Gazing Into the Future

Whether these FcRn inhibitors are safe and effective for the treatment of gMG, CIDP, ITP, pemphigus, wAIHA, HDFN and potentially other IgG autoantibody and alloantibody-mediated autoimmune disorders obviously awaits results of ongoing and future patient trials. But if shown to be safe and effective, these agents could be a viable therapeutic option for certain patients currently treated with IG and plasma exchange.

Individual patient considerations and published clinical outcomes will always dictate the treatment prescribed for a particular disease. But if shown to be safe and effective, FcRn inhibitors could be a viable treatment option in particular for patients with IG tolerability issues, as well as for those who are poor TPE candidates due to difficult venous access or some other contraindication.
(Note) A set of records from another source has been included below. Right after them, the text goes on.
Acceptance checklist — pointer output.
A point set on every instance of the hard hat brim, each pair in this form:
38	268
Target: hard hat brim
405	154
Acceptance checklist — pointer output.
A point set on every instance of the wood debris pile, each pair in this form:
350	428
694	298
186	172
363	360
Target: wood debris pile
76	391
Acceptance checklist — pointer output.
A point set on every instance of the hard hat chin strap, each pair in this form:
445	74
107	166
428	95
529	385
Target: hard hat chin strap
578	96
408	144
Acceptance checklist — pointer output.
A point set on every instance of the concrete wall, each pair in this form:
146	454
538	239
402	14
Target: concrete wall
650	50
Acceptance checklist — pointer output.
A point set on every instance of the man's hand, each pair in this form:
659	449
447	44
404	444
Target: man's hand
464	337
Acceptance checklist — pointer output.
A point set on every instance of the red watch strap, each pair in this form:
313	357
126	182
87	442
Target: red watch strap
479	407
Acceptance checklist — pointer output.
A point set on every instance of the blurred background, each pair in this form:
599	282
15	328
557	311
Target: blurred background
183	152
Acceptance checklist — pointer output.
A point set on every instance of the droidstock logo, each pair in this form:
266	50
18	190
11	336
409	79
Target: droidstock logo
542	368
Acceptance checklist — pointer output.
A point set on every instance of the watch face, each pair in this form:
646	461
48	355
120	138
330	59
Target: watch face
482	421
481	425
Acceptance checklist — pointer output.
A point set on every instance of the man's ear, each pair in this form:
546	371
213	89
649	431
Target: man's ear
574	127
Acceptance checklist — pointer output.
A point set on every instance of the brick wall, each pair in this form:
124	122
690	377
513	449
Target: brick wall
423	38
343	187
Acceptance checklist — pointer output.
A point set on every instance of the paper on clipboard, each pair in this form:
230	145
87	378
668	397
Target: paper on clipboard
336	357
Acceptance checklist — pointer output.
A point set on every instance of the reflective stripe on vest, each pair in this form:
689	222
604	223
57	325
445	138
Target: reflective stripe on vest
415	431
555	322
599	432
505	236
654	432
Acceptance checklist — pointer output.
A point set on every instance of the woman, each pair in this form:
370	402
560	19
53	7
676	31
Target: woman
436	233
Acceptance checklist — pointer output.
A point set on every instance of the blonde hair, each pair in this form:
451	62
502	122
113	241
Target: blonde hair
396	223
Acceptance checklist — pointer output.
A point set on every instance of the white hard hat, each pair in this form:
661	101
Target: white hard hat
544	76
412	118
Will FcRn inhibitors prove to be effective for just a few isolated disorders, or for a diverse spectrum of IgG antibody-mediated diseases? Or, will they end up falling short of expectations? As pivotal study results are reported over the next two to three years, we can look forward to the much-anticipated answers.

* FcRn additionally binds and facilitates recycling of circulating human albumin, which has a similar 19- to 21-day half-life.

** The investigators further concluded these findings both 1) support an FcRn saturation/pathogenic IgG degradation mechanism for high-dose IVIG in autoimmune skin blistering diseases, and 2) rule out the possibility that IVIG contains anti-idiotypic antibodies that neutralize blistering disease-inducingIgG antibodies.